Sar libica: pagheranno Stati di bandiera

9 Ago 2018 - Le Acque Sottovalutate di Redattore

A fine giugno la Libia ha comunicato all’Imo (International Maritime Organization) l’istituzione della sua zona Sar (Search and Rescue) ai sensi della Convenzione di Amburgo (1979), di cui il Paese era già parte, ma alla cui implementazione non aveva mai proceduto. Identica procedura era stata avviata lo scorso anno dalle autorità di Tripoli, ma con scarso successo poiché mancavano mezzi e risorse umane. Attualmente le informazioni fornite dai libici sono state caricate sul GISIS: Global SAR Plan, dove sono indicati i punti di contatto cui possono rivolgersi le imbarcazioni in difficoltà all’interno della SAR. La situazione è singolare: frutto dell’impegno dell’Unione europea nel garantire presso l’Imo il buon comportamento del governo libico, non avendo quest’ultimo il controllo totale del suo territorio e quindi delle sue acque.

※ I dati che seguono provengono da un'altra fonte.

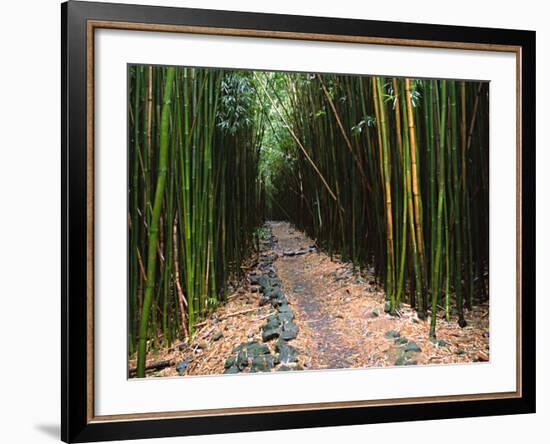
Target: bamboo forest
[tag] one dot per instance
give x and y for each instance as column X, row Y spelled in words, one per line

La Libia senza l’assistenza da parte di Italia e Ue non sarebbe in grado di far fronte all’impegno assunto; poco più di un anno fa, dopo il Memorandum Serraj-Gentiloni, Tripoli aveva presentato a Roma una sorta di lista della spesa di quanto necessitava per adempiere ai suoi obblighi (es. 10 navi per ricerca e soccorso dei migranti, 4 elicotteri, 10 motovedette, 24 gommoni, 10 ambulanze, mute da sub ecc. per un valore di circa 800 mln €). La formazione di una guardia costiera libica, con il fine ultimo di istituire una Sar autonomamente gestita da questa, è poi tra gli obiettivi affidati nel giugno 2016 alla Missione Eunavfor Med (o Operazione Sophia), attiva già dal 22 giugno 2015 in seno al Servizio esterno europeo. L’attività di training ha avuto avvio con la firma di un Memorandum tra l’Ammiraglio Credendino per l’Ue e il Commodoro Toumia per la Libia, ed è anche per consentirne la prosecuzione che è stato previsto l’ennesimo prolungamento temporale della missione (al 31 dicembre 2018 salvo ulteriore proroga).

L’Ue invece si preoccupa ben poco delle violazioni che potenzialmente si consumano ogniqualvolta migranti recuperati dalle acque vengono riportati in Libia: da un lato, la non adesione di quest’ultima alla Convenzione di Ginevra implica il mancato riconoscimento del concetto di rifugiato in sé, il che non permette neppure astrattamente di considerare aggirato il divieto di respingimento indiretto prescritto da Ginevra agli Stati aderenti (tra cui vi sono tutti gli Stati europei); dall’altro, la non adesione dell’Ue alla Convenzione europea dei diritti dell’uomo non comporta una sua responsabilità in quanto organizzazione per violazione del divieto di respingimento collettivo, da questa prescritto. Ne consegue che gli unici a rispondere davanti alla Corte di Strasburgo saranno gli Stati di bandiera delle navi che riporteranno i migranti sulle coste libiche; tra questi, per le leggi della statistica, l’Italia sarà in cima alla lista.